'Careful, Beauties Ahead!': Internal strife threatens Israel's success - review

Tuvia Tenenbom is a Zionist but, he says, "The Haredim are my family, whether I want it or not."

 Haredi men dressed in traditional ultra-Orthodox garb stand behind a group of religious IDF soldiers (photo credit: MARC ISRAEL SELLEM/THE JERUSALEM POST)
Haredi men dressed in traditional ultra-Orthodox garb stand behind a group of religious IDF soldiers
(photo credit: MARC ISRAEL SELLEM/THE JERUSALEM POST)

The crisis between the ultra-Orthodox and Zionists has the makings of an existential threat to the Jewish state. Tuvia Tenenbom’s new book gives remarkable insight into the workings of this community from which Zionists can learn about their enemy. Tenenbom uncovers segments of the ultra-Orthodox each following their rabbi. He reveals the good and the bad, contributions to civil society, and narcissistic gangsterism. He focuses on individuals, one on one, as he seeks to revive memories of youth.

The book, Careful, Beauties Ahead! My Year with the Ultra-Orthodox, is the latest in Tenenbom’s oeuvre of witty creative nonfiction.

The book is a mix of social anthropology and memoir. Throughout the labyrinthine storytelling, this reader was captivated by the author’s encounters with clandestine ultra-Orthodox Jewish sects usually viewed as one large community. They are not all alike. They do not observe Jewish law alike, share loyalties to the same rabbis, the women are not all Stepford wives, and some adults live on the brink of walking out of the community.

Tenenbom brashly encounters ultra-Orthodox men and women on the streets, in their schools, synagogues, and homes to regenerate his youthful memories. His roots are among the ultra-Orthodox. He was born, raised, and educated as one of them for his first 17 years. He dressed in black and spent days and nights learning Torah. He left everything behind for adventures in the secular world; he forged a life in journalism and literature, watching the beauties on the streets while fressing in European and American cafés. He achieved the renown and the pleasure he was after. But his fond memories from Jerusalem and Bnei Brak, home to the ultra-Orthodox, were indelible.

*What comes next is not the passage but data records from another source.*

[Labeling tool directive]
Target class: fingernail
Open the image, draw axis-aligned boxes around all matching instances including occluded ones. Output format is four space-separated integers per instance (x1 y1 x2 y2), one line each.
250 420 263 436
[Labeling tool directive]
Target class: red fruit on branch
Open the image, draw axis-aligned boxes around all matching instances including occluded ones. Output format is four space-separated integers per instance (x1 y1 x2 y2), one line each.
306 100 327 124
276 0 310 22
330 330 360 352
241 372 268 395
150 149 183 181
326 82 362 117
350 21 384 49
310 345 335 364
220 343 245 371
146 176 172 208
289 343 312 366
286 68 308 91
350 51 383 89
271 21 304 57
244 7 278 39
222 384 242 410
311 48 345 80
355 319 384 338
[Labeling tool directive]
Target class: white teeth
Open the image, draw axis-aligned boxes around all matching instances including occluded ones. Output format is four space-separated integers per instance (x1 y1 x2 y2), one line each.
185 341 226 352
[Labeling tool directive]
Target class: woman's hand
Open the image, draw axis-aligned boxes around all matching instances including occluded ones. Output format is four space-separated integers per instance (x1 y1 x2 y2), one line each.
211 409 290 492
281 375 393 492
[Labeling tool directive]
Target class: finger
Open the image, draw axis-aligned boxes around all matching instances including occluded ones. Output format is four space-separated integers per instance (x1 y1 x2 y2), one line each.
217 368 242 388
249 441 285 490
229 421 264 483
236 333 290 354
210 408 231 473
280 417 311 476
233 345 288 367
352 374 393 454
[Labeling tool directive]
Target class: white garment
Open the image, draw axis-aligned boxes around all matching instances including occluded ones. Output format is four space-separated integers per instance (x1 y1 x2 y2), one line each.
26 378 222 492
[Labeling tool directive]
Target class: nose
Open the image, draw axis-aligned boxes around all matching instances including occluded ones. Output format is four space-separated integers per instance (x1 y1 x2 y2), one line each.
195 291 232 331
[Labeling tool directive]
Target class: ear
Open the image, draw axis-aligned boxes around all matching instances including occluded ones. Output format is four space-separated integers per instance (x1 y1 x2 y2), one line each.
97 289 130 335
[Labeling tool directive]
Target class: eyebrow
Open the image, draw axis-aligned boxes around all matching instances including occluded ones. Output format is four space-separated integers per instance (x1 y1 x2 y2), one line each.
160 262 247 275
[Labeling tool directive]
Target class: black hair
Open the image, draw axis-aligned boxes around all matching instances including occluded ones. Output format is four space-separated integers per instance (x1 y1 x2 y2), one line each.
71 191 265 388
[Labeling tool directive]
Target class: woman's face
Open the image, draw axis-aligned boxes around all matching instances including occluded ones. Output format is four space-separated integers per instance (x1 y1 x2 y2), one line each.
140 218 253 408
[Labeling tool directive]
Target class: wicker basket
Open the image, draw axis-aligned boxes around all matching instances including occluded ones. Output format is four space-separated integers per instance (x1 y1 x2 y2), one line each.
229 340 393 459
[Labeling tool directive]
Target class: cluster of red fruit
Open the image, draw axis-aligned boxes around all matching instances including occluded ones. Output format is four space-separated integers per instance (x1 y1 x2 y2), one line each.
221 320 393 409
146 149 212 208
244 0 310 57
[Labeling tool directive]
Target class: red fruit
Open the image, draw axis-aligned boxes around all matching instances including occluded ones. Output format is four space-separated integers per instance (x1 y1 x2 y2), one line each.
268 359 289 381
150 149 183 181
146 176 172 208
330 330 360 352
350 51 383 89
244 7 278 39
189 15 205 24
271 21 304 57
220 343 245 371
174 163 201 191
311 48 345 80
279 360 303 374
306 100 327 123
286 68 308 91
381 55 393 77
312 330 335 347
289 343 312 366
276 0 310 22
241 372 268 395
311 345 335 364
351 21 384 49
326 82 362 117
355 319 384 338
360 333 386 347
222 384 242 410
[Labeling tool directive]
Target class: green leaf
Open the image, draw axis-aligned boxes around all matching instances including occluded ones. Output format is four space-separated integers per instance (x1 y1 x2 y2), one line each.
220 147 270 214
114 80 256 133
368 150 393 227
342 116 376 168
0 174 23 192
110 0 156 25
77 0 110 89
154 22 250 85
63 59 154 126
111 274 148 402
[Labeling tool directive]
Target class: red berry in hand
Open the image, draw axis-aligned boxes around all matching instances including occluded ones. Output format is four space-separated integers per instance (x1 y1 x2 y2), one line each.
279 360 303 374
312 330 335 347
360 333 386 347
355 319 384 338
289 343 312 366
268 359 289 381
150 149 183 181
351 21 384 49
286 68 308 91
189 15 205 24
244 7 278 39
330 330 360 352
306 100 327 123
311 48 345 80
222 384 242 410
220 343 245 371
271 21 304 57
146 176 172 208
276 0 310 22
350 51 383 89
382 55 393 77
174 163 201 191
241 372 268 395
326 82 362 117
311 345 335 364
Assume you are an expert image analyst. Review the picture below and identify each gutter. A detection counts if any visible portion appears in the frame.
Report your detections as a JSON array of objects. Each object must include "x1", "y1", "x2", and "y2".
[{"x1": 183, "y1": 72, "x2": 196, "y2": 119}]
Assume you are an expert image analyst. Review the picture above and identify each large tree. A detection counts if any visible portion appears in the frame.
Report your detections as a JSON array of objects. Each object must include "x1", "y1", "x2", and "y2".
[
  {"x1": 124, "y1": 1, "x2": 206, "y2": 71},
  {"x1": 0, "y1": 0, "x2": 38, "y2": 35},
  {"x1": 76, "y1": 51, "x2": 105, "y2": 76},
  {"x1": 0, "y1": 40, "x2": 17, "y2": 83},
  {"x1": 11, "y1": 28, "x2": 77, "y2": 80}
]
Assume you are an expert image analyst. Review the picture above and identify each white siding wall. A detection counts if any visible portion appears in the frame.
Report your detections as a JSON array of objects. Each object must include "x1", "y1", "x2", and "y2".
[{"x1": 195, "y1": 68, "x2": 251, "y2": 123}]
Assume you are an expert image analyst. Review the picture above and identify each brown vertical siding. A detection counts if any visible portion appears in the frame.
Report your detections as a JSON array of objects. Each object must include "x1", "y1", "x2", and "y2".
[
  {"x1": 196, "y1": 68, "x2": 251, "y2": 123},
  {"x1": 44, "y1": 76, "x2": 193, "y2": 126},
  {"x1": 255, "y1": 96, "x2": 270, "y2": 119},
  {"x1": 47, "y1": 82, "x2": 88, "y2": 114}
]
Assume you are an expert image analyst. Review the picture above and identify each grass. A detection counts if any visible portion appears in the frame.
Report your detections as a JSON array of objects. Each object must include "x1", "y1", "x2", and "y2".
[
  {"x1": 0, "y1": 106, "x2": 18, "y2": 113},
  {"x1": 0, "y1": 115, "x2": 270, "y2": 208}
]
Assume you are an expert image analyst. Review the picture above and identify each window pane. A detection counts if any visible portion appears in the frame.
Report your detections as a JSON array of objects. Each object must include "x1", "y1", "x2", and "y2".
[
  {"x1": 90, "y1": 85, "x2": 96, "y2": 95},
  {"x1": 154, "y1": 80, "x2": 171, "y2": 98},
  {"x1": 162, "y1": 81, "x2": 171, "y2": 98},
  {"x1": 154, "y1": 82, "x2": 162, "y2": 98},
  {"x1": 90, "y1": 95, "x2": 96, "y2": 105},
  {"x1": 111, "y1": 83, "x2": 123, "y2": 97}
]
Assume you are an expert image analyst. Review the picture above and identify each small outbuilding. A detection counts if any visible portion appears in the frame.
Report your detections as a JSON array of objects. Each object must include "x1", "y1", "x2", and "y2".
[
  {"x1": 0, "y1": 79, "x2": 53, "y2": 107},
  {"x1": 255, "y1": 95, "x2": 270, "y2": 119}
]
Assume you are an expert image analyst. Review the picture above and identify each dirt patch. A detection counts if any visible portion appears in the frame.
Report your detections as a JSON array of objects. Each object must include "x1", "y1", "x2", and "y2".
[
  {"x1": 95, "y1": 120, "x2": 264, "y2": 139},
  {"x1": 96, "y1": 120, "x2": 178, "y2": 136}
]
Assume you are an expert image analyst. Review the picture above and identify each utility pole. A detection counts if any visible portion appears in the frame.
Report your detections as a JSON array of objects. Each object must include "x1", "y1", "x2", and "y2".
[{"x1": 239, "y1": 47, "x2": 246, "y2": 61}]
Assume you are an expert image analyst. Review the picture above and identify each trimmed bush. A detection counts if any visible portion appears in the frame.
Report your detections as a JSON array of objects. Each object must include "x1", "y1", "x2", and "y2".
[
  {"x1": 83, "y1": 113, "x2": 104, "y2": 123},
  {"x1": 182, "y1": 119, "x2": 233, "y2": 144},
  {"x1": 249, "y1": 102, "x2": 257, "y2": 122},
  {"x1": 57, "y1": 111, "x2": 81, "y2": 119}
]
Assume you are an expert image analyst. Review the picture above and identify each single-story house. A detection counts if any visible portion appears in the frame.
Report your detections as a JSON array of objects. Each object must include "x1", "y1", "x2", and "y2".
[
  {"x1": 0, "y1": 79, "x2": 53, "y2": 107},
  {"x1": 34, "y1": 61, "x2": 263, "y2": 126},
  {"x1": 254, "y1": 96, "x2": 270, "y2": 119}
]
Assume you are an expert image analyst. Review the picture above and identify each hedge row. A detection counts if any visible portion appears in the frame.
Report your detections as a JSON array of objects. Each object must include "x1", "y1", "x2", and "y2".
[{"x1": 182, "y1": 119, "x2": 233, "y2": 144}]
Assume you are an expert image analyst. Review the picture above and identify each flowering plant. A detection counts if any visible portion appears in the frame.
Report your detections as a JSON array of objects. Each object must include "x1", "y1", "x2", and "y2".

Now he tries to go home in search of roots and community. Tenenbom immerses himself for a year among the ultra-Orthodox. The book is packed with his insights and revelations. We learn a lot about him but more about the lives and organization of the ultra-Orthodox. Doors open for him because of his arcanum [specialized knowledge], affability, and fluency in ancient Yiddish, the first language of the ultra-Orthodox. He finds the people friendly and generally happy with their lives; their bellies are full of delicious homemade traditional European Jewish foods made by grateful wives who derive pleasure from their roles. Looking back, he ruminates, “These kids of Mea She’arim, who sometimes look like tough kids, are awesomely sweet.”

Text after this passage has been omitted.